The first part gave me a bit of trouble: I first tried to take the simple approach of replacing each string with its corresponding digit: one => 1, two => 2, and so on. This didn’t work, however, because by replacing entire number strings I was removing parts of overlapping numbers. eightwo became eigh2, when it should have become eight2 and then 82. 2

My solution was to perform the same logic as part 1, but to add an additional step before processing each line to replace only the first and last string-based numbers with digits. This meant scanning from both the front and the back of each line, finding the first character which is part of a number, and replacing it with the digit. Naturally, if an existing digit came first, I would stop seeking there, and leave the line as-is.

def fix_num_strs(self, line):
    digit_strs = [
        'one', 'two', 'three', 'four', 'five',
        'six', 'seven', 'eight', 'nine', 'ten', 'zero'

    found_first = False
    found_last = False

    for i in range(len(line)):
        if found_first or line[i].isnumeric():
            break  # found a real number first

        for digit in digit_strs:
            if line[i:i+len(digit)] == digit:
                line = line[:i] + str(digit_strs.index(digit) + 1) + line[i+len(digit):]
                found_first = True

    for i in range(len(line) - 1, -1, -1):
        if found_last or line[i].isnumeric():
            break  # found a real number first

        for digit in digit_strs:
            if line[i-len(digit)+1:i+1] == digit:
                line = line[:i-len(digit)+1] + str(digit_strs.index(digit) + 1) + line[i+1:]
                found_last = True

    return line

With that, I was able to extract the proper values for the new inputs:

[two] 1 [nine]         => two nine    => 29
[eight] wo [three]     => eight three => 83
abc[one] 2 [three] xyz => one three   => 13
x [two] ne3 [four]     => two four    => 24
[4] nineeightseven [2] => 4 2         => 42
z [one] ight23 [4]     => one 4       => 14
[7] pqrst [six] teen   => 7 six       => 76

Adding them up again, we get our total for part 2’s puzzle input, 281.

Closing Thoughts

Nothing super involved, but this was more thinking than I expected for the first day. I’ve seen speculation that this first puzzle was explicity designed to thwart players relying on LLMs to solve the puzzle for them, which I could believe, since anything involving interpreting complicated text patterns seems to really mess up GPT generators. It seems to have worked fairly well, considering that the longest solve time to make the global leaderboards was 7 minutes, which seems fairly slow for an AI-based solution and lines up pretty well with the leaderboards of past years.

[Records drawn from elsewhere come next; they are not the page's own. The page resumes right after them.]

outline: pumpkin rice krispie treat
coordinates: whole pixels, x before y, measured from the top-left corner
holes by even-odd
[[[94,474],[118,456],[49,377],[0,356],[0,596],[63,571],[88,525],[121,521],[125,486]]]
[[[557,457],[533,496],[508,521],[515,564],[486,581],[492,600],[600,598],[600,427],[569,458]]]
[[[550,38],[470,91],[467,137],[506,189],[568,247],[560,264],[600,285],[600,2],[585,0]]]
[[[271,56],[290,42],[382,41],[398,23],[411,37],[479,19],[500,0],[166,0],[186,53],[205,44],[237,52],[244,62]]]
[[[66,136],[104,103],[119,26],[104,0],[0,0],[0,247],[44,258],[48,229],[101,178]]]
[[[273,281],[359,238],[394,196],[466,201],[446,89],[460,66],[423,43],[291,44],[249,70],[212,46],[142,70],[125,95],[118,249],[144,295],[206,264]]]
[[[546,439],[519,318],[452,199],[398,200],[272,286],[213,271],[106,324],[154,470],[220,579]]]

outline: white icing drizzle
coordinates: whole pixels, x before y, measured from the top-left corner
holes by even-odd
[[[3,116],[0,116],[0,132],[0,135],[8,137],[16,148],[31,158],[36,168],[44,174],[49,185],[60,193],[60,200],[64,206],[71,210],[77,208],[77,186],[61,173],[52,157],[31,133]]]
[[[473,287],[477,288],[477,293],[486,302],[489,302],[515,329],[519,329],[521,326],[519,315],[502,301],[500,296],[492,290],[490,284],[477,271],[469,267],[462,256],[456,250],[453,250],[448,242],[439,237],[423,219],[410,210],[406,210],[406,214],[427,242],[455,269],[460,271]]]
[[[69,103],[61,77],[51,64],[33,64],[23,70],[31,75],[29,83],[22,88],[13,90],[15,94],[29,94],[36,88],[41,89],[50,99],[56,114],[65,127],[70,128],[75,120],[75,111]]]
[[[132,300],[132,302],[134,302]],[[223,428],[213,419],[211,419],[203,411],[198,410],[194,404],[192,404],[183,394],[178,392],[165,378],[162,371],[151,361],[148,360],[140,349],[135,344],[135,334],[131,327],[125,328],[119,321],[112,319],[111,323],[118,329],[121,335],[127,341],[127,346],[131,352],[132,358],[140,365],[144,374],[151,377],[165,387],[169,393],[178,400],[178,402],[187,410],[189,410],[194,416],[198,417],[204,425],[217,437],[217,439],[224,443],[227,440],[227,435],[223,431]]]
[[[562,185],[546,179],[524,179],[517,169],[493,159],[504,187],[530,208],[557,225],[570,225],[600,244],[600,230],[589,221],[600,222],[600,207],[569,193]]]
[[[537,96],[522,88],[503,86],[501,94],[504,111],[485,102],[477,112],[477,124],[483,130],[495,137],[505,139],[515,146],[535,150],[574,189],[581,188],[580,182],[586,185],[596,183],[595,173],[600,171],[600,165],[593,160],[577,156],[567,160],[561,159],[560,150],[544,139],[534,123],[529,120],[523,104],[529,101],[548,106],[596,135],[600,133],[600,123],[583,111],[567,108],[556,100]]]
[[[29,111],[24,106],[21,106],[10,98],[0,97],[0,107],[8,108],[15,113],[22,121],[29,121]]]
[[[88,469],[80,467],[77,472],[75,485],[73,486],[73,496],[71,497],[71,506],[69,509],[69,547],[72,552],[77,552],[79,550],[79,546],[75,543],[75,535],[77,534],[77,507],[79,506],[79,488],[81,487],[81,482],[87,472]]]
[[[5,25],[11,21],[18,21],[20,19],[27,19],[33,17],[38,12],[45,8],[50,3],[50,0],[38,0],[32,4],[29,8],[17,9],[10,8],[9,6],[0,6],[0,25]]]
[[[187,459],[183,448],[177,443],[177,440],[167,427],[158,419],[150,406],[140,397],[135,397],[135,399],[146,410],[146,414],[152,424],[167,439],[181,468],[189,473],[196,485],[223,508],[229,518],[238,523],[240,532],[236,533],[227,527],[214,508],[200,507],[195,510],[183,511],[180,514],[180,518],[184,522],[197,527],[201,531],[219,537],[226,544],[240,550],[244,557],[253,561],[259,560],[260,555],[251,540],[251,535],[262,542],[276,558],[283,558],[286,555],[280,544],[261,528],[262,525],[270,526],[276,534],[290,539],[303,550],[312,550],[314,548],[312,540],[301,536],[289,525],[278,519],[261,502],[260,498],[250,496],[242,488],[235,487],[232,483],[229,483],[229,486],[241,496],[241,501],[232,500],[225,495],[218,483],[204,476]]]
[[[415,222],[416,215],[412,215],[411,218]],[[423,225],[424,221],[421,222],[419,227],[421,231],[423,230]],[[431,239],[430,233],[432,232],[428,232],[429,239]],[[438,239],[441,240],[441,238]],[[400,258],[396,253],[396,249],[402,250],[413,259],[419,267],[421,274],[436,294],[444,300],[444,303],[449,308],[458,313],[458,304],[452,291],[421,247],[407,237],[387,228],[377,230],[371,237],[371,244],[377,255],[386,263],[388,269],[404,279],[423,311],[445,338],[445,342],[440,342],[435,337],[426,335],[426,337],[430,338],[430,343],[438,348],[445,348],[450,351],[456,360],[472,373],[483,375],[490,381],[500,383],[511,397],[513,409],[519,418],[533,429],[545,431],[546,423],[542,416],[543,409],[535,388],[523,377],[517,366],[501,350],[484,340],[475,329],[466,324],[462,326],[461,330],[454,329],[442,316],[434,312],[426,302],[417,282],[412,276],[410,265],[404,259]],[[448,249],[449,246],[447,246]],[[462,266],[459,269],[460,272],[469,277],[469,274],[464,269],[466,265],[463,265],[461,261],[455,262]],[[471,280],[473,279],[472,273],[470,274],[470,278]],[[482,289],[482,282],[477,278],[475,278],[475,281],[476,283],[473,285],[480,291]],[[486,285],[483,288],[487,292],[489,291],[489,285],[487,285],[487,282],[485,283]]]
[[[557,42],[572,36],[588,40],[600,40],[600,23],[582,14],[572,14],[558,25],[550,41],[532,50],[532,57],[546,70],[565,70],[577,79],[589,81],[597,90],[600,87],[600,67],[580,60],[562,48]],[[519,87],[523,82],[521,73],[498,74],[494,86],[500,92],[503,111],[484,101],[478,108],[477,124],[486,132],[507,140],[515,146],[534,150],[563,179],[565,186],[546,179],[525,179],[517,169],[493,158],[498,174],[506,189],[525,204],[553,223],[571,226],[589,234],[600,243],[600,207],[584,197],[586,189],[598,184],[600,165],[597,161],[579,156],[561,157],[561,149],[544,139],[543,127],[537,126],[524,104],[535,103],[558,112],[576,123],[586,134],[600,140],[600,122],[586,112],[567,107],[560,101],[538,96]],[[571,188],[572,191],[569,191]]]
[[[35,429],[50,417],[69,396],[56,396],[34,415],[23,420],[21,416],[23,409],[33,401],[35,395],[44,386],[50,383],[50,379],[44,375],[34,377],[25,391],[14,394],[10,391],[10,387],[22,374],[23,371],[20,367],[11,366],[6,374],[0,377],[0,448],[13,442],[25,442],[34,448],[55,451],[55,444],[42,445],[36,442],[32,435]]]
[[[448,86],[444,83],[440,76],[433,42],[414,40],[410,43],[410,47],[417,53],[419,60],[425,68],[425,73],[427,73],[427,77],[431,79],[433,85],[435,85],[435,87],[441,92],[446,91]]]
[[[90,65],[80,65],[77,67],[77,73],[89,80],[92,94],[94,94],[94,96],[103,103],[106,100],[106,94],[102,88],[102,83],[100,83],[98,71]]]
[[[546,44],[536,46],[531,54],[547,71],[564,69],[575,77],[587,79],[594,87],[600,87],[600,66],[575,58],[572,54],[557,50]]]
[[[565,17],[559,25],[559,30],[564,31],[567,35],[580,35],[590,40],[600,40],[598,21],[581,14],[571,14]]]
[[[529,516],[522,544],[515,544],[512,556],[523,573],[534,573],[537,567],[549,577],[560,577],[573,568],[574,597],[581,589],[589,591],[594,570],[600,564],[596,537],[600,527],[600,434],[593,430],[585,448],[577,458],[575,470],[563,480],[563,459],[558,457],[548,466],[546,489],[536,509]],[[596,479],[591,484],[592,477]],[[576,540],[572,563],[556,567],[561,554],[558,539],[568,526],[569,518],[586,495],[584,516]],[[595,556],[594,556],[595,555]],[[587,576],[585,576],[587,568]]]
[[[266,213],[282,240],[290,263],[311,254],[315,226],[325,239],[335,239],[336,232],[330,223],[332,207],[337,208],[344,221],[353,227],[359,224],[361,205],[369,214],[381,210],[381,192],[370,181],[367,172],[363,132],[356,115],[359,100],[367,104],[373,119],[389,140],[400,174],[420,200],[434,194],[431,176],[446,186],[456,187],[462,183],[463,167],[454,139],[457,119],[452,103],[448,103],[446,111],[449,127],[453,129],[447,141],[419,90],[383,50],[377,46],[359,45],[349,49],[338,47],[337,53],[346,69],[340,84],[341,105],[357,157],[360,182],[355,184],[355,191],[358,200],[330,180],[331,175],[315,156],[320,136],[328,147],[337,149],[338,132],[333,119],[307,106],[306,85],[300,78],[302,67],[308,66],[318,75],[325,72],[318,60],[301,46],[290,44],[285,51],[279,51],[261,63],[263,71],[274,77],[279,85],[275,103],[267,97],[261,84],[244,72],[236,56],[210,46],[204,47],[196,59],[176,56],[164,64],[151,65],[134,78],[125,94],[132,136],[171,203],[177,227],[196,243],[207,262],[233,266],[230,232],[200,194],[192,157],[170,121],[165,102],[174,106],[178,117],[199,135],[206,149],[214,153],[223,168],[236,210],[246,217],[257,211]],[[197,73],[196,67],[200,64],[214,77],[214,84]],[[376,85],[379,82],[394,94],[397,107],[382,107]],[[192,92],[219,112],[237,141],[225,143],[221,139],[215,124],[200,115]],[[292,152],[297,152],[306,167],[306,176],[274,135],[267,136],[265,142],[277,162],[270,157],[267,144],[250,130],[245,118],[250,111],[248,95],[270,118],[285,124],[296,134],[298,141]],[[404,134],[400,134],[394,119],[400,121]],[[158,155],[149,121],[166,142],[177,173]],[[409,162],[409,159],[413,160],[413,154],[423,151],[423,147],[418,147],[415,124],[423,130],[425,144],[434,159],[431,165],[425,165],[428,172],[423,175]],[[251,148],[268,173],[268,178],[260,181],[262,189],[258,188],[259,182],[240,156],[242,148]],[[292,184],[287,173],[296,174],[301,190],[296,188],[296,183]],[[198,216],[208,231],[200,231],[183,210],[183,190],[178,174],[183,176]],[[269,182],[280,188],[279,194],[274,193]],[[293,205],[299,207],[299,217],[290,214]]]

Looking forward, I’m expecting to see some grid-based puzzles fairly soon, those seem like a fairly regular occurence. It’s interesting having to re-aquaint myself with topics that I rarely see in practice now, like string manipulation, large-scale recursion, pathfinding, and dynamic programming.

…Boy, I’m really not looking forward to the dynamic programming puzzles

1 (Of course, if I had looked into the unique puzzle input I was given, I might have noticed this pattern before reaching part 2… Ah, well.)

2 I saw other people work around this by simply leaving in the edges of each number and inserting the digit in the center (one => o1ne, seven => se7en) so that the edge matches still work. I don’t think it’s possible for digits to overlap by any more than one letter, so I have to imagine that trick works on all possible inputs, but I can’t say for sure.